Даже самое лицо Гофмана изменилось. Мальчик он был почти красив вызывающей дерзостью лица. Помню, как Е. И. О-ва, с которой я познакомил Гофмана, отозвалась о нем после первой встречи: «Хорошенький мальчишка, только очень самоуверен!» Другая дама, в те дни, назвала Гофмана «бесенком». Этот «бесенок» в Гофмане с годами исчез совершенно. Его лицо приобрело ту задумчивость, которая знакома по его портретам. Пенсне, которое он стал носить постоянно, и две складки на лбу, между глазами, придали этому лицу выражение строгости, какого-то неизменного вопроса. Вообще Гофман вырос, возмужал, сложился во взрослого человека, и его уже никто не назвал бы «мальчишкой». Только поэзия Гофмана свидетельствует, что в глубине души он остался прежним. Нежность детской души, порывистость мальчика, пламенность юноши, все это осталось живо в позднейших стихах Гофмана, как сохранилась в них и неизменная певучесть, этот «случайный и несправедливый дар неба», роднящий Гофмана в нашей литературе с Лермонтовым, Фетом и Бальмонтом.

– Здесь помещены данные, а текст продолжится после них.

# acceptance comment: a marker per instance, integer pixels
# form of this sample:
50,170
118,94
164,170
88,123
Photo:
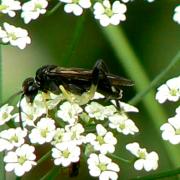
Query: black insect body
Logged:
76,84
75,81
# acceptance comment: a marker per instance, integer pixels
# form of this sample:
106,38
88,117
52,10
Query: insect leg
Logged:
20,112
99,77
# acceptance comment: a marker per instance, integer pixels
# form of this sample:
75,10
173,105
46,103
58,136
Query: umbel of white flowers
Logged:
41,126
170,91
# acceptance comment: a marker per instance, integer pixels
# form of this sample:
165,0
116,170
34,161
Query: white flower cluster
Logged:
171,92
30,10
16,36
66,132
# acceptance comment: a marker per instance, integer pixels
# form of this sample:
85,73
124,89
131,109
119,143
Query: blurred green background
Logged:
154,37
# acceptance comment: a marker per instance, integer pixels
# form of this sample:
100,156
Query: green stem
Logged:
75,39
2,170
119,158
52,173
169,173
134,69
156,81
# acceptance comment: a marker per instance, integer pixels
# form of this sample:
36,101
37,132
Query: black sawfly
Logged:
78,82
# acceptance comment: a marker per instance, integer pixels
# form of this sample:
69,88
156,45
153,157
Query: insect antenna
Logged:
11,98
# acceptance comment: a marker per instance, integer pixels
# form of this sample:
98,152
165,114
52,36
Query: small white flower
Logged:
65,153
101,166
169,91
108,14
69,112
176,16
53,100
171,130
126,107
9,7
148,161
43,132
5,113
58,136
76,6
12,138
21,160
32,9
104,141
16,36
31,111
73,134
178,110
99,112
122,124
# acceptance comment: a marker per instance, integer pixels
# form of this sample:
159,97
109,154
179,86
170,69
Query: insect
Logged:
75,81
76,84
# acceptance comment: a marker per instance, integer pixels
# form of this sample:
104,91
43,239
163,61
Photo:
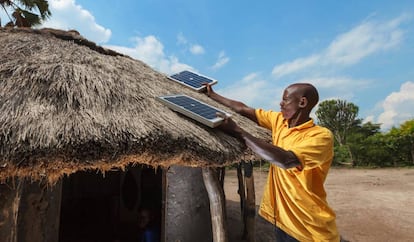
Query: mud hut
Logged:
84,144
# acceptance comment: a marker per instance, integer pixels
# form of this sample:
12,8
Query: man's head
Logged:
298,101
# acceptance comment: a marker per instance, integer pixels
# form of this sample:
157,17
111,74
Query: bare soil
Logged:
370,204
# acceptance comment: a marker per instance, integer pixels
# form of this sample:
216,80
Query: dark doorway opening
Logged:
107,207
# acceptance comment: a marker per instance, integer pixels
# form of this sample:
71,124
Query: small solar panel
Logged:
192,80
193,108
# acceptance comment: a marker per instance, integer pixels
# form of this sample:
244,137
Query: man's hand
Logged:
208,90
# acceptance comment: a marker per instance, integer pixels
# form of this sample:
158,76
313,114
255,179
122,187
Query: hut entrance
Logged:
97,207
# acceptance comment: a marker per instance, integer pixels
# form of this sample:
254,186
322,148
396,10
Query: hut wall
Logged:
187,211
39,212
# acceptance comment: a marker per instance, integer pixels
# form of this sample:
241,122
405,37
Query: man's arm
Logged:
274,154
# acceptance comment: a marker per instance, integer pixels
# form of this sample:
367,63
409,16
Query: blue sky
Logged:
358,51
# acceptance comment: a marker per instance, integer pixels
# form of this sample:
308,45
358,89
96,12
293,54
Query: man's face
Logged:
290,102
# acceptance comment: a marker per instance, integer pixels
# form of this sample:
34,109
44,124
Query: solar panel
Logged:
194,109
192,80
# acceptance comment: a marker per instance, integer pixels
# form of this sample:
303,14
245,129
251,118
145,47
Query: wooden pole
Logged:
250,205
217,207
10,195
241,192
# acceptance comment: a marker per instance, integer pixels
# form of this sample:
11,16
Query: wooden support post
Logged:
217,207
250,205
10,195
241,191
247,199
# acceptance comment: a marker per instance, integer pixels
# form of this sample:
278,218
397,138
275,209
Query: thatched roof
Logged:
67,104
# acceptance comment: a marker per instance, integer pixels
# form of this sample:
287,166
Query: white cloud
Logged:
398,106
66,14
194,49
222,60
197,49
295,65
349,48
253,90
151,51
181,39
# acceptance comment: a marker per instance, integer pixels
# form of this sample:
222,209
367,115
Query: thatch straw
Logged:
65,106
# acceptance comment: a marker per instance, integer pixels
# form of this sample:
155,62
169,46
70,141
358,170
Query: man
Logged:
294,198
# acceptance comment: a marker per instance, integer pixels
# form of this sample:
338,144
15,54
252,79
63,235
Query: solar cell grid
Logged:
192,80
194,109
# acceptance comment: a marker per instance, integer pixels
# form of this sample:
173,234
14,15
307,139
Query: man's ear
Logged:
303,102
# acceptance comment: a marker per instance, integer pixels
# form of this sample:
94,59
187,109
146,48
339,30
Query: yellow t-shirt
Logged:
294,199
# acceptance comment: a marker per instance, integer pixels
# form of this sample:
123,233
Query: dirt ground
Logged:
370,204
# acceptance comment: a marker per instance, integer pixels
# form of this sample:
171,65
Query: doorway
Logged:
106,207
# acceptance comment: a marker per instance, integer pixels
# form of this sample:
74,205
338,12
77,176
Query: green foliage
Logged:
338,116
25,13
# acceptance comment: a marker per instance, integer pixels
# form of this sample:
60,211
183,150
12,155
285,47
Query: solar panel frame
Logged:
192,80
211,121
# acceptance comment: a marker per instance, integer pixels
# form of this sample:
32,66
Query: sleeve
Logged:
315,149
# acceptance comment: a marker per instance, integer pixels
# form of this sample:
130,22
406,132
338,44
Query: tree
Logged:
339,116
25,13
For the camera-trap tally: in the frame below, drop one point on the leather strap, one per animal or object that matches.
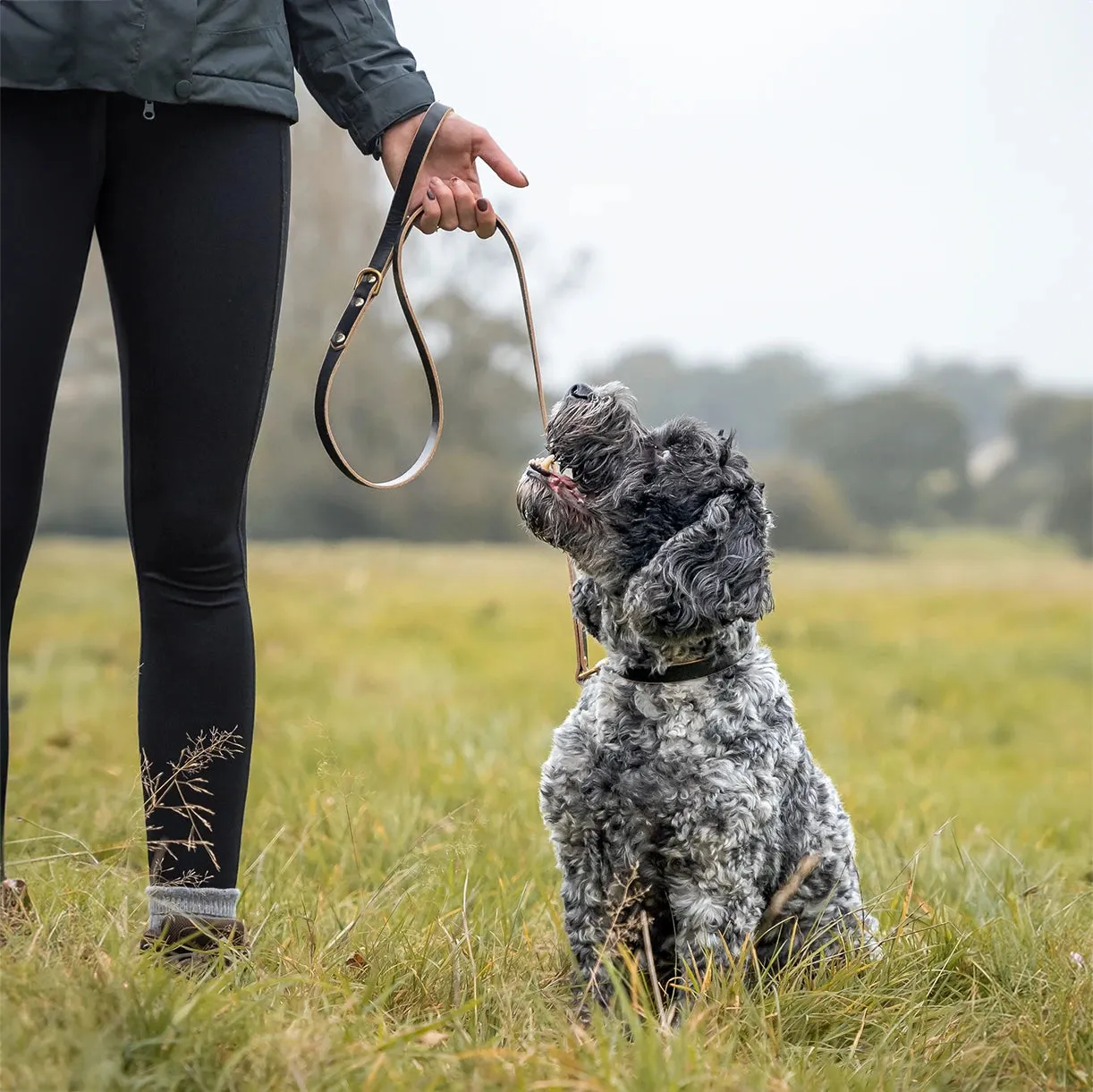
(389, 249)
(678, 673)
(388, 254)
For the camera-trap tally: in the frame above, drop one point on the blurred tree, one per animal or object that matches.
(758, 399)
(985, 394)
(1047, 486)
(899, 455)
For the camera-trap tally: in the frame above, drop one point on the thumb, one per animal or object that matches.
(491, 154)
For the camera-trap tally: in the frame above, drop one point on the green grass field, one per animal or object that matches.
(400, 885)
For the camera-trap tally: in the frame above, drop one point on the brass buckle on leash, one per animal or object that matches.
(388, 255)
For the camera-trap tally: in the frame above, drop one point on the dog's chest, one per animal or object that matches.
(656, 757)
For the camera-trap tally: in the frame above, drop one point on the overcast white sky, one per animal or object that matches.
(860, 178)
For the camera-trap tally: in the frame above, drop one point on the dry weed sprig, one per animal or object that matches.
(173, 791)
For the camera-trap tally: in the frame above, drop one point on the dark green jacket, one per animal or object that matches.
(234, 53)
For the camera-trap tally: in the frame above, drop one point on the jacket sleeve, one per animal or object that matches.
(348, 55)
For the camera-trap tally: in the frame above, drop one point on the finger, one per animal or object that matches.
(490, 152)
(429, 217)
(464, 205)
(449, 217)
(487, 219)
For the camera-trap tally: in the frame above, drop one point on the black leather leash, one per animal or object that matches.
(388, 255)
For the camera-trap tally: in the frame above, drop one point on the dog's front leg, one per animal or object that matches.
(589, 926)
(714, 910)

В своей рецензии на «Книгу Вступлений» я писал: «Суждено ли Гофману изведать смерчи жизни, он не знает и сам, как не знает, сожжет ли его этот огненный вихрь». По-видимому, «смерчи» не минули Гофмана, и сожжен он был не этим «огненным вихрем». Многое для вдумчивого читателя открывают такие строфы, как (1908 г.):
Это — то же, что когда-то юноша Гофман пытался выразить своим парадоксом об «удовольствии мгновенья», но насколько углубленное, как-то по новому пережитое, воспринятое и отраженное!
В 1909 г. (сколько помнится) В. Гофман покинул Москву и переехал жить в Петроград. Внешним поводом было сотрудничество в петроградских изданиях. Москва не подходящий город для лиц, живущих литературным заработком — в ней журналов мало, круги газетных сотрудников строго замкнуты. В частности, работа в «Весах» как в журнале небольшом по размерам не могла служить сколько-нибудь чувствительным подспорьем. Но была у Гофмана и другая причина уехать из Москвы, в которой прошла его юность: необходимо было в корне изменить жизнь. Другие лучше меня смогут объяснить эти условия. Только по отрывочным намекам из слов самого Гофмана я знаю, что он более не мог продолжать жизнь, которую вел четыре года. Считаю себя вправе засвидетельствовать, что Гофман, в этих обстоятельствах, держал себя с благородством безупречным. Он сам сильно страдал от создавшегося положения, но вся жизнь казалась впереди, и было преступлением искажать ее ради педантических понятий об отвлеченном «долге». Гофман решительно рассек узы прошлого и пошел навстречу новой жизни.
После отъезда Гофмана из Москвы я виделся с ним редко, — урывками, во время его приездов к нам и моих поездок в Петроград.
Не мог я и внимательно следить за литературной деятельностью Гофмана, так как сосредотачивалась она преимущественно в петроградских газетах. Но всегда с волнением читал я новые стихи Гофмана и с интересом его рассказы. Между прочим, я просил у него рассказ для «Весов», но Гофман ответил мне, что даст только тогда, когда напишет что-нибудь достойное: напечатанными рассказами он сам не был вполне удовлетворен. Напротив, общие наши друзья отзывались о прозе Гофмана с большой похвалой. Чувствовалось (это именно «чувствуется»), что его коснулся, наконец, «успех», что лед равнодушия пробит. Проживи Гофман еще 2—3 года, для него началось бы быстрое восхождение. Уже составился круг читателей Гофмана, уже создавались страстные его поклонники, уже слабо розовела заря того дня, который именуется «славой», – тоже «случайный» и часто «несправедливый» дар неба, на этот раз предназначавшийся тому, кто его заслуживал по праву.